True, but 3.5 Psions could still cherry-pick. Between the Expanded Knowledge feat and just taking higher level psionic powers.

I guess what I'd like to see is something like 4e Psions, where you learn at-will (cantrip-like) abilities that you then augmented. So, for example, Fireball is an augmentation of Firebolt.

But I also want Psionics to be ... I want Psionics to be less like Psionic spells. I don't want Psionic Fireball, Psionic Magic Missile, etc. Maybe a list of Psionic skills? Like Telepathy is something a Psion can become proficient in. That gives you some base abilities, mind-to-mind communication.

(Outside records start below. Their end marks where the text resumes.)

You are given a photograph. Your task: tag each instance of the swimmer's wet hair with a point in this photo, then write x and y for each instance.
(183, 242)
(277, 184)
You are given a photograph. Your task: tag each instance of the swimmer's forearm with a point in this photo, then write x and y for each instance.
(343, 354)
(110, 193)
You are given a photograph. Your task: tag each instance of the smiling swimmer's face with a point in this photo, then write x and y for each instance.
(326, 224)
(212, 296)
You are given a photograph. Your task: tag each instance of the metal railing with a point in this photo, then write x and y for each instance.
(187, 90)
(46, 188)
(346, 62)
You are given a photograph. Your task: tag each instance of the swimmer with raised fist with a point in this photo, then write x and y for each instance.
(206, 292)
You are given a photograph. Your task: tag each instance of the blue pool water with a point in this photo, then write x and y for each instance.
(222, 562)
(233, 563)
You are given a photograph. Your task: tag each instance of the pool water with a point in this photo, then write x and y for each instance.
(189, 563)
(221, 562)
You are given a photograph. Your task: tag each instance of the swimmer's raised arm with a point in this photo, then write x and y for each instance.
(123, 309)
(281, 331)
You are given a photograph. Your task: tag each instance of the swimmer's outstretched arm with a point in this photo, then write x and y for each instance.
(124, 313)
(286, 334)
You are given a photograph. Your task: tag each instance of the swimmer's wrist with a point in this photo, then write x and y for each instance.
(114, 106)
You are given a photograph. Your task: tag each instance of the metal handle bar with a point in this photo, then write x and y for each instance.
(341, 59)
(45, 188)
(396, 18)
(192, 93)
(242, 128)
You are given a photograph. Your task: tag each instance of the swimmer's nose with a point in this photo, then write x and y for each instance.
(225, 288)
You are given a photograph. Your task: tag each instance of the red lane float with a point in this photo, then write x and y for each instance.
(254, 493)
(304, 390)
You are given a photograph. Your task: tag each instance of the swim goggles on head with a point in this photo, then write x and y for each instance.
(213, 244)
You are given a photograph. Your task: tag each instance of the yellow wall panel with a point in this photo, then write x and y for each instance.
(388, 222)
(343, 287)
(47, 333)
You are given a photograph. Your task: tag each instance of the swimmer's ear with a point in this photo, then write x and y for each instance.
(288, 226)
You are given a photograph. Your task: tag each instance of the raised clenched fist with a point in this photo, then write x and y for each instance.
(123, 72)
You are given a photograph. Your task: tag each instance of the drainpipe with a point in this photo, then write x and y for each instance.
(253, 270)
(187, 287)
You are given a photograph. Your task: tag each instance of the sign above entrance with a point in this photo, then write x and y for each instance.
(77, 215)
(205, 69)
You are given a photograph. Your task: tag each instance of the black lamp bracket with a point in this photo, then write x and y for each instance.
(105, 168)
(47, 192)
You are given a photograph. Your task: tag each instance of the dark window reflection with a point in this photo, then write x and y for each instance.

Then you learn cantrip-like abilities, like Mind Thrust, and then Augmentations for those abilities, like Mindblast.

I guess, here are my desires for Psionics:
1. It's not just Psionic Magic. While it's important to be able to integrate with the base game, I just don't what a list of spells with a "Psionic" prefix.
2. Psionic abilities should be more general then spells. This is why I'm eyeing the skill system. Not sure it'll work. Especially when ...
3. Psionics should still be a fairly simple system. The big issues I see with Psionics is that since it's different, it needs to be easy to grok so DMs will allow it.
4. Psions need to be balanced and viable. Ugh, all those 3.5 "debates".